In that regard, she made it clear that there was no certainty that justice would prevail.
“I cannot guarantee that now, with us (in the team), the truth will come out. But we’re committed to do our best,” she said.
New Leads
Namer, best known as the prosecutor who accused former president Fernando de la Rúa of alleged bribes paid in the Senate to pass a labour reform during his presidency, said new clues had begun to arrive at UFI AMIA.
“Since they learned that there is a new team, a lot of people started sending emails with information for us to investigate different things. We have to analyze if it brings something new with a fresh perspective to revise (the case), to continue or deepen on some of the things in the file, now with our perspective,” said the prosecutor.

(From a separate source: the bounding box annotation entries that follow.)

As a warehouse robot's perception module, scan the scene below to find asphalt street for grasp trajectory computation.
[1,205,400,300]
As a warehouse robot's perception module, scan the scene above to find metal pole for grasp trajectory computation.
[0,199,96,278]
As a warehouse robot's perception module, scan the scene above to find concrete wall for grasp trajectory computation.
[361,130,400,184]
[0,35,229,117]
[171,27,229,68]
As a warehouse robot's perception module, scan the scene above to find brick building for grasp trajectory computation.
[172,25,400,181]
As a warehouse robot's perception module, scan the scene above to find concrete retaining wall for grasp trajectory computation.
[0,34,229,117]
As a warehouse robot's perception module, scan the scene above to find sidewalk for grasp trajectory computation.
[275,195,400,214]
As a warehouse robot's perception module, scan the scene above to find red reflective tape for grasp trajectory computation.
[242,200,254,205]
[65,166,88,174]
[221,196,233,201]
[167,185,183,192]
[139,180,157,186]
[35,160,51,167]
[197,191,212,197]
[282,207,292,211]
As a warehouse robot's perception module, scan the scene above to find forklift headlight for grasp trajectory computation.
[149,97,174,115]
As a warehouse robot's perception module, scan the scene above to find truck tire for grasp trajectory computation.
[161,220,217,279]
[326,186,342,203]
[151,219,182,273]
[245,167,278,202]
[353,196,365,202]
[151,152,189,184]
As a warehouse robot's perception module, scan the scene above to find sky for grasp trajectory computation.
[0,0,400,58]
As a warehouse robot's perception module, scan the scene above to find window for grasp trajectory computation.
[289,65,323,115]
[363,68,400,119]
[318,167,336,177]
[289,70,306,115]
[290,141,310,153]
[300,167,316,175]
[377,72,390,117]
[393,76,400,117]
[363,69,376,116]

As for the investigation itself, which was dominated by the accusation against Iranian officials, sponsored by Nisman, the newly-appointed prosecutor said maybe it was time to explore other options.
“We’ll see why the so-called Syria line was dismissed and if there’s an explanation for that,” Namer said. “We need to see the scope of that line (of investigation)… and know why it was left aside.”
As the Herald reported earlier this month, Veteran spymaster Antonio “Jaime” Stiusso, who used to work hand-in-hand with Nisman, was one of the main promoters of the so-called Iranian line of investigation, not paying attention to the Syrian clues or the local connection.
“We have to see what is at a standstill or a dead-end and what lines of the investigations can be abandoned,” she said. “I’m in no position to pass a judgment over what Nisman did or didn’t do.”
The team
Namer will be joined by three other prosecutors.
One of them, Roberto Salum, used to be in charge of criminal investigations in Reconquista, Santa Fe province, where he investigated crimes committed during the last dictatorship against 40 prisoners at the Air Base clandestine detention centre.
Another is Patricio Sabadini, a 33-year-old prosecutor who was part of the Unit for Human Rights Cases in Resistencia, Chaco.
Juan Patricio Murray will be in charge of coordinating the group. In 2012, he was sent to Rosario to conduct drug-trafficking probes. There he charged Santa Fe provincial police chief Hugo Tognoli with covering up drug-trafficking gangs.
As the Herald reported earlier this month, Gils Carbó wants them to divide their tasks: some of them will be in charge of appearing before the courts and others will have to devote their time to investigating the AMIA attack and the cover-up of the bombing.